The Red Wings have moved on. With only a little bit of hand-wringing. Not bad for a first round, eh?
A series didn’t break out until late in the second period of last night’s Game Four in Columbus. Rick Nash finally shed his Rip Van Winkle impersonation, awoke from his slumber, and netted a goal.
Chris Osgood, apparently struggling physically with something, was obliging the Blue Jackets with some borderline soft goals and unprotected rebounds.
The Red Wings were in a very un-playoff-like 5-5 tie. Those Detroit fans holding tickets for home playoff game “C” weren’t sure if they were going to need to use them this weekend or sometime next week.
Their weekend is now free and clear.
So is the Red Wings’—along with the Blue Jackets’ spring. Tee times are probably being arranged even as you read this.
The Red Wings used some mental flatulence by the Jackets to finagle themselves a series-winning power play goal with 46.6 seconds left. Johan Franzen, The Mule, played the playoff hero once again.
A penalty for too many men on the playing surface is one of sports’ delightfully derisive infractions.
We snicker at it, whether it happens in football or hockey. Unless it happens to your team, of course.
Too many men? Who on the team can’t count?
At least with football, you have to count all the way up to eleven.
What’s the excuse in hockey?
The Red Wings cleared the puck to center ice, trying to quell the pressure that the Jackets were sustaining for several antsy minutes late in the third period. It appeared that the Detroiters were just trying to hang on and get into the locker room to regroup for overtime.
Which they were.
Until a sixth Blue Jacket entered the fray, quite illegally.
If you’re the sixth skater on the ice in a situation that only allows five, it’s best to keep a low profile. Maybe you’ll get away with it.
But the sixth Jacket took it upon himself to play the puck, which meant the entire building was looking at him. Not the least of which were the linesmen.
The Red Wings played the ensuing power play with typical cool and under control. They knew that they had about 90 seconds.
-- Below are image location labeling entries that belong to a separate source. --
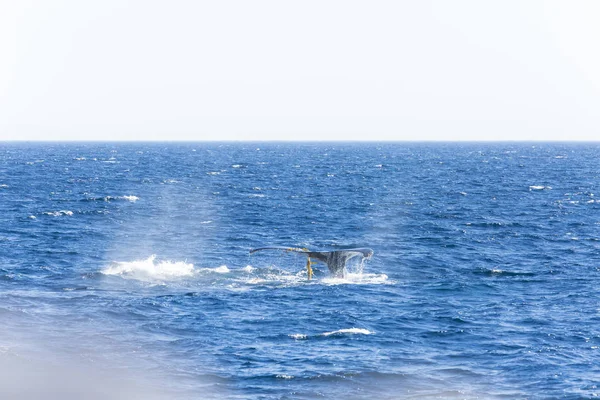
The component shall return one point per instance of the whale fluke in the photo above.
(335, 260)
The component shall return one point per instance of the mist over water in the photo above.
(125, 271)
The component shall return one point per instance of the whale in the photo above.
(335, 259)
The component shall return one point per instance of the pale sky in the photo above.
(299, 70)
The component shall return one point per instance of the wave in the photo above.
(539, 187)
(349, 331)
(107, 199)
(149, 269)
(358, 279)
(339, 332)
(59, 213)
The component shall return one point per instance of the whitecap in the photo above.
(132, 199)
(284, 376)
(59, 213)
(221, 270)
(349, 331)
(298, 336)
(358, 279)
(148, 269)
(539, 187)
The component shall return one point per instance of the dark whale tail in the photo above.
(335, 260)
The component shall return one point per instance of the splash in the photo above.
(149, 269)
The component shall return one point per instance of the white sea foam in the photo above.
(148, 269)
(298, 336)
(539, 187)
(132, 199)
(221, 270)
(349, 331)
(59, 213)
(358, 279)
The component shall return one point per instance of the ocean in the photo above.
(125, 271)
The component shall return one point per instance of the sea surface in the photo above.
(125, 271)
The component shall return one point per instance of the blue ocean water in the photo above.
(125, 271)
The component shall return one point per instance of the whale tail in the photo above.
(335, 260)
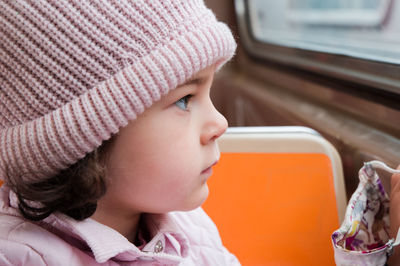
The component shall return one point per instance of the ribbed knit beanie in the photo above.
(73, 72)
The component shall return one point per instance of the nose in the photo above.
(215, 125)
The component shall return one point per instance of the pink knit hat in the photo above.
(73, 72)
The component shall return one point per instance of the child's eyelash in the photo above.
(183, 102)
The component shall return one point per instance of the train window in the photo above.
(357, 40)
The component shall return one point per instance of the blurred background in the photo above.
(332, 65)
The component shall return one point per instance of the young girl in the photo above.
(107, 132)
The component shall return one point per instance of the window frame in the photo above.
(373, 74)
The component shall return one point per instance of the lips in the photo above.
(208, 170)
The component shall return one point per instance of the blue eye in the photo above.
(183, 102)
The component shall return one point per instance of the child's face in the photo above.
(161, 161)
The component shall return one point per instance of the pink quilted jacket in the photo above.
(179, 238)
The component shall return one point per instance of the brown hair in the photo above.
(73, 191)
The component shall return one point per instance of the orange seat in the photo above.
(277, 195)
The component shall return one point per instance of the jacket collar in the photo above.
(167, 245)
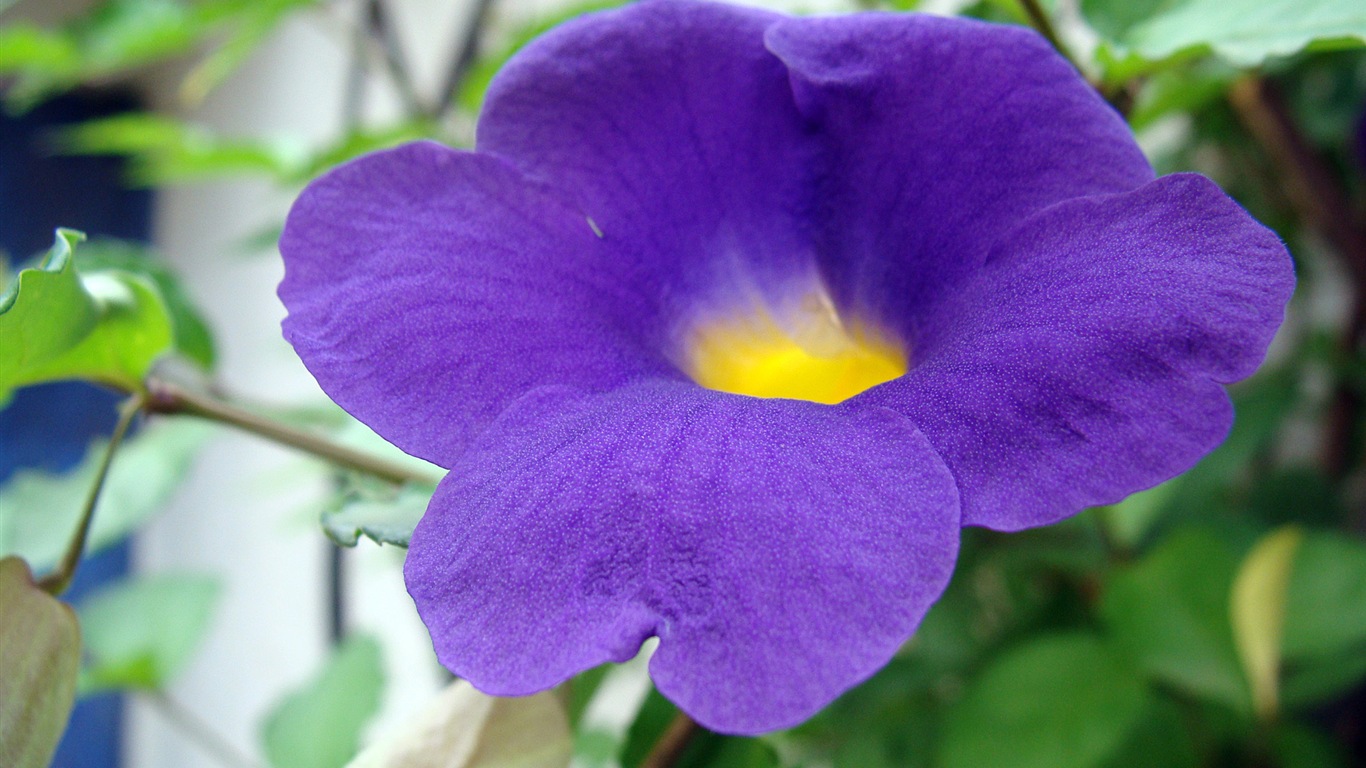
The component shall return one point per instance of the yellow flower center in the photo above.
(814, 355)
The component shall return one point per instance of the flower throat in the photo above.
(813, 357)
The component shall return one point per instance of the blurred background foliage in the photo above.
(1217, 619)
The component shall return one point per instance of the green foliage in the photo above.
(58, 323)
(1169, 611)
(318, 726)
(40, 651)
(38, 510)
(381, 514)
(1257, 608)
(190, 331)
(1060, 701)
(1245, 33)
(140, 633)
(118, 36)
(481, 74)
(165, 151)
(466, 729)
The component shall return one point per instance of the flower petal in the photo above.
(674, 129)
(1083, 362)
(780, 550)
(939, 135)
(430, 287)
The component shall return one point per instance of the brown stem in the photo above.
(170, 399)
(1324, 204)
(58, 581)
(671, 745)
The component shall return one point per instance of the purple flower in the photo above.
(930, 227)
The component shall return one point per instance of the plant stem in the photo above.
(1322, 202)
(200, 731)
(58, 581)
(671, 745)
(377, 26)
(1038, 19)
(171, 399)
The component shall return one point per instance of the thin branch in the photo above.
(170, 399)
(463, 59)
(374, 52)
(379, 28)
(671, 745)
(200, 731)
(1324, 204)
(58, 581)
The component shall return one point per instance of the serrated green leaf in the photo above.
(481, 74)
(320, 724)
(1062, 701)
(1257, 611)
(140, 633)
(56, 323)
(1245, 33)
(40, 651)
(466, 729)
(1169, 611)
(40, 510)
(193, 338)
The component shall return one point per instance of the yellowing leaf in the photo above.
(40, 649)
(1257, 608)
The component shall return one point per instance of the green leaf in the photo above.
(370, 507)
(1062, 701)
(40, 510)
(167, 151)
(1242, 32)
(1322, 678)
(466, 729)
(481, 74)
(387, 517)
(250, 25)
(1163, 738)
(115, 36)
(40, 651)
(650, 722)
(1302, 746)
(320, 724)
(1325, 611)
(193, 338)
(56, 323)
(1169, 611)
(140, 633)
(1257, 610)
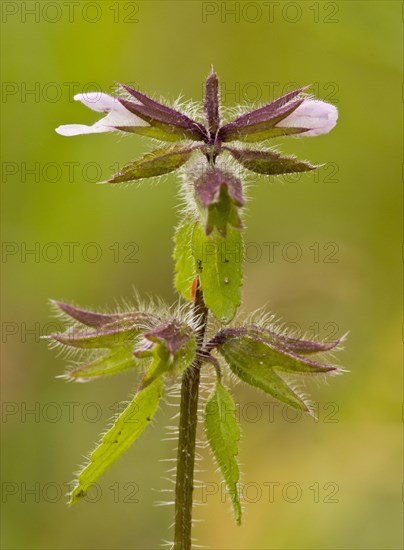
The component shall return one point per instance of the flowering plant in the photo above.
(170, 343)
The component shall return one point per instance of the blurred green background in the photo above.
(336, 482)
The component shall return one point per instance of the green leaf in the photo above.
(117, 360)
(218, 262)
(156, 163)
(127, 428)
(223, 434)
(254, 362)
(184, 262)
(269, 162)
(222, 213)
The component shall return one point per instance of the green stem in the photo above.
(187, 436)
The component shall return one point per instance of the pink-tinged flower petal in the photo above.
(318, 116)
(117, 115)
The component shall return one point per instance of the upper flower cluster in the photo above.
(218, 193)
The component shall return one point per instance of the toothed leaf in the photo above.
(127, 428)
(269, 162)
(223, 434)
(184, 261)
(254, 362)
(219, 266)
(156, 163)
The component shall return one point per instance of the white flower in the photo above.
(319, 116)
(117, 115)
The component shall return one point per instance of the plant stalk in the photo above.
(187, 435)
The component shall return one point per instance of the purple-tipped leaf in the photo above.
(156, 163)
(268, 162)
(105, 336)
(117, 360)
(261, 126)
(168, 120)
(172, 334)
(96, 319)
(211, 104)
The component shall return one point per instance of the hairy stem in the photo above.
(187, 436)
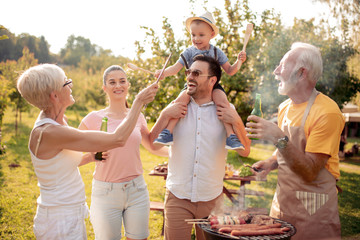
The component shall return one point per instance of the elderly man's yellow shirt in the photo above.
(323, 127)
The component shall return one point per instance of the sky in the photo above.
(115, 24)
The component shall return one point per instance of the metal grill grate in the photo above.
(211, 234)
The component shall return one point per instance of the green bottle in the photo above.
(98, 155)
(257, 109)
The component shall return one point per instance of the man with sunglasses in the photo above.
(198, 155)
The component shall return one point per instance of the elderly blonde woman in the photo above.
(56, 150)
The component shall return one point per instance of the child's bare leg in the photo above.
(232, 141)
(220, 98)
(182, 98)
(166, 136)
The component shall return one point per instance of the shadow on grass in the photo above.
(349, 205)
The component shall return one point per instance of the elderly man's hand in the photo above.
(260, 128)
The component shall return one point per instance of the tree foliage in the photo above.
(269, 42)
(12, 47)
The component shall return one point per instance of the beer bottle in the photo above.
(98, 155)
(257, 109)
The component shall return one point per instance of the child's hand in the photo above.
(157, 73)
(242, 56)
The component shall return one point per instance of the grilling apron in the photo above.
(311, 207)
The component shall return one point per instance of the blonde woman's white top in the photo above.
(59, 178)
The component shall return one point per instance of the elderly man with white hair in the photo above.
(307, 139)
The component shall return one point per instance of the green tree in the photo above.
(4, 36)
(268, 43)
(10, 71)
(75, 49)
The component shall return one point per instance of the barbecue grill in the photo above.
(212, 234)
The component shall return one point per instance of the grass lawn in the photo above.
(19, 190)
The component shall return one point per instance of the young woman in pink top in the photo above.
(56, 150)
(119, 192)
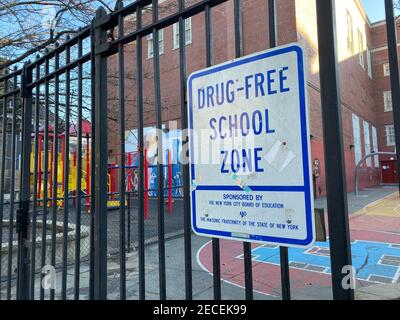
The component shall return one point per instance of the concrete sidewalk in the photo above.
(366, 196)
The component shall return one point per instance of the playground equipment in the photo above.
(131, 172)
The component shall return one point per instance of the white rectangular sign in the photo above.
(249, 149)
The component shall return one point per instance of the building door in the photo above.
(389, 171)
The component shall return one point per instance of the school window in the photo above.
(150, 43)
(367, 143)
(360, 49)
(350, 37)
(369, 61)
(390, 135)
(356, 138)
(375, 146)
(188, 32)
(387, 100)
(386, 70)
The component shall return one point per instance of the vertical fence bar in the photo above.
(92, 158)
(394, 77)
(121, 100)
(333, 148)
(64, 273)
(185, 166)
(12, 187)
(100, 182)
(55, 168)
(35, 187)
(23, 213)
(215, 241)
(248, 272)
(45, 175)
(3, 169)
(283, 251)
(78, 127)
(141, 191)
(160, 156)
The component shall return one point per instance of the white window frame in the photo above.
(356, 138)
(360, 40)
(375, 146)
(367, 143)
(150, 52)
(188, 33)
(369, 61)
(386, 69)
(390, 139)
(387, 101)
(350, 33)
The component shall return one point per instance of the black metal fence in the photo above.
(41, 226)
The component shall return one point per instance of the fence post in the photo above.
(23, 211)
(394, 77)
(100, 190)
(333, 149)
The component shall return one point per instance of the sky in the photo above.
(375, 9)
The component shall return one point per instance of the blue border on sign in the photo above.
(306, 173)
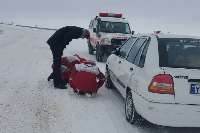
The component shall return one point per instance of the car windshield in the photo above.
(114, 27)
(179, 52)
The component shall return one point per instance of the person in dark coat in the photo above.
(57, 43)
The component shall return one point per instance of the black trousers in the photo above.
(57, 53)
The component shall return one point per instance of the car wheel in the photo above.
(130, 112)
(108, 82)
(98, 54)
(90, 48)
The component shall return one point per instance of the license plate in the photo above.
(195, 89)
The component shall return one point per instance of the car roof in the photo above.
(163, 35)
(113, 19)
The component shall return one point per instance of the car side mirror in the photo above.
(116, 51)
(95, 30)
Some teams would act as if their goalie was pulled and start flailing away and making plays that were desperate. Sometimes that works, but what works better is, when you’re as talented as Detroit, you play within yourselves and do what you’ve done all year.
The Red Wings have the league’s top-rated power play for a reason. They score a lot on it.
And they score a lot on it because they’re loaded with players who have a nose for the puck and can finish.
The Mule Franzen is one of those players. Especially at this time of the year.
Franzen has 13 goals and 20 points in his last 14 playoff games.
Reggie Jackson was Mr. October. But Franzen The Scoring Mule isn’t just Mr. April. He’s not just Mr. May. He can also be Mr. June, too.
Heck, let’s just call him Mr. Spring.
As in, the season that is now wide open for golfing for the soon-to-be-very good Blue Jackets.
Here’s how playoff-tested the Red Wings are.
Goalie Osgood said that, in the second intermission, the Red Wings mentally changed the scoreboard.
“To us, it wasn’t 5-5. It was 0-0,” Ozzie said. “That’s the way we looked at it.”
In other words, disregard the white elephant in the room. This isn’t a scoring fest. Isn’t a shootout.
It’s a tight, 0-0 playoff game. So let’s play the third period like it.
The Red Wings clamped down once more, and waited for an opportunity. It came in the form of Mr. Sixth Man On the Ice.
Oh, those silly, young Blue Jackets!
Don’t forget to tip your caddies and the soda pop girl at the turn.